The Fabric of Gloucester Economy (Part 1)

February 07, 2023 / History/Maritime

This year Gloucester, Massachusetts celebrates its 400-year anniversary. Over the course of this auspicious year, Gloucester 400+ will be highlighting Gloucester’s rich history and heritage that encompass its extraordinary ethnic diversities, art, and culture, remarkable industrial achievements, and stellar natural resources.

As a part of this celebration, Discover Gloucester will spotlight featured businesses and ongoing events throughout this quadricentennial anniversary year. 

Today we will look back at Gloucester’s rich maritime history and how the fishing industry has played such an integral role in our economy both then and now. 

Folly Cove by Kendra Dott

Pre-Colonial Era 

The fishing industry on the Atlantic coast has existed since well before written history began. For hundreds of years, Gloucester has been at the center of the local and international fishing industry and continues to do so even now. 

Before European colonization of North America began, Gloucester and the surrounding land was inhabited by the Pawtucket people and their neighbors the Massachuset, Nipmuc, Penacook, and Wampanoag. Evidence exists that these indigenous inhabitants lived on the lands in the northeast corner of what would become Massachusetts for an estimated 12,000 years prior to the first meeting with Europeans. They used the land as a fishing resource that began thousands of years ago, with vessels, like the Mush8n, similar to a modern canoe. 

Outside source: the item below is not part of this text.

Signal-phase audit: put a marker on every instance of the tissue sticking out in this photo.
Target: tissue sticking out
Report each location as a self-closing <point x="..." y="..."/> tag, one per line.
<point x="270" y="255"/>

In the early 1600s, European explorers such as Samuel Champlain and John Smith explored the area we now know as Gloucester and Rockport (Sandy Bay). In 1623, men from the Dorchester Company established a permanent fishing outpost in the area. Life was harsh for the first settlers in this region due to the rocky soil and meager agricultural lands. Due to that many settlers moved to Naumkeag (Salem, Massachusetts) where the land was more fertile. However, the settlers from the Gloucester area were aware of the deep water harbor that was perfect for a fishing port to be developed. 

Early settlers who decided to stay in the area set up wharves or “stages” that would allow them to fish in the local waters and provide a staging area for fishing operations to be headquartered. This happened in both the waters of the Annisquam River and what would become Gloucester Harbor. 

The Colonial Era 

According to Down To The Sea, it wasn’t until between 1680 and 1700 that Gloucester’s fisheries began to reach a volume that identified them as an industry. It was during this time that small boats and sloops were used to fish fairly close to shore. By the mid-1700’s more distant fisheries were developed reaching as far as the Nova Scotia shores. 

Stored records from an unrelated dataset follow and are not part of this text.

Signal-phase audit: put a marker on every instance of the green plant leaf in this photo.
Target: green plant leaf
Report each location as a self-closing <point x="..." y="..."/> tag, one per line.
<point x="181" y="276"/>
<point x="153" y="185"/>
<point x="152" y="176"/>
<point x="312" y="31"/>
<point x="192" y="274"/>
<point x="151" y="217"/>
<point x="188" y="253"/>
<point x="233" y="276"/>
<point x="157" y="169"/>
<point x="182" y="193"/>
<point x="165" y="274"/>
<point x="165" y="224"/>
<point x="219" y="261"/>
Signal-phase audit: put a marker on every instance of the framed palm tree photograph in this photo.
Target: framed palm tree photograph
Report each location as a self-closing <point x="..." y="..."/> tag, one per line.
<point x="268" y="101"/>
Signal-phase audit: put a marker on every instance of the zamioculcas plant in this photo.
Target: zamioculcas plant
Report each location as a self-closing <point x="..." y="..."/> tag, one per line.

Fishing during this time was done with hook-and-reel and during the relatively good weather of the summers could be found as far off as the Grand Bank of Newfoundland. This movement further from the shore meant the need for bigger and stronger vessels that would eventually become well-known worldwide. During these Grand Bank excursions, each fisher would keep track of their catch and benefit accordingly. 

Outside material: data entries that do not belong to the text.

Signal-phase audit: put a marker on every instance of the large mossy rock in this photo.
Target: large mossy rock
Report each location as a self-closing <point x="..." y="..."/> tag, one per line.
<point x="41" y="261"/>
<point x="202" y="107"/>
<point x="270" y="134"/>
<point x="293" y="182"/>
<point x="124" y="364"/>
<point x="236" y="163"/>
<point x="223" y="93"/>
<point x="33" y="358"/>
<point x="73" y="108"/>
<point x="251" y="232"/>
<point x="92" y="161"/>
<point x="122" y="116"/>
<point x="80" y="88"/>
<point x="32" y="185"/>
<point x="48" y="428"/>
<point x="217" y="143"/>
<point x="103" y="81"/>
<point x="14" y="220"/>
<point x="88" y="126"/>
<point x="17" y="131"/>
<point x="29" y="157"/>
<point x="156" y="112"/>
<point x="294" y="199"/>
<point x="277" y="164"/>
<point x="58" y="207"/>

During the American Revolution much of the fishing, except for that near the coast, was limited due to the English control of the waters. Prior to and after this time, many Gloucester fishermen had begun freighting their salted catches to far-off places such as ​​Lisbon, Bilbao, Cadiz, and also the West Indies Islands. 

Fishing Improvements in the 1800s

Immediately following the Revolution and through the 1800s, the size and capabilities of the fishery boats increased dramatically. This is the time of schooners and larger bilges that could handle the tonnage of fish being caught during each excursion. It was also at this time that French-style trawl line fishing became popular and allowed for a replacement of the hook-and-line style of fishing previously utilized. 

Additionally, new methods of catching fish, such as fishing vessels, would improve the amount of catch to be brought in daily as well as the location that the fishing vessel could get to. Improvements such as the Gill-net fishing and Otter trawl line would prove to increase the amount of catch and strengthen Gloucester’s fishing economy. 

These improvements began the era of modern fishing around the region and along the Atlantic coast which marked a shift in Gloucester’s status as the primary fishing port in the region.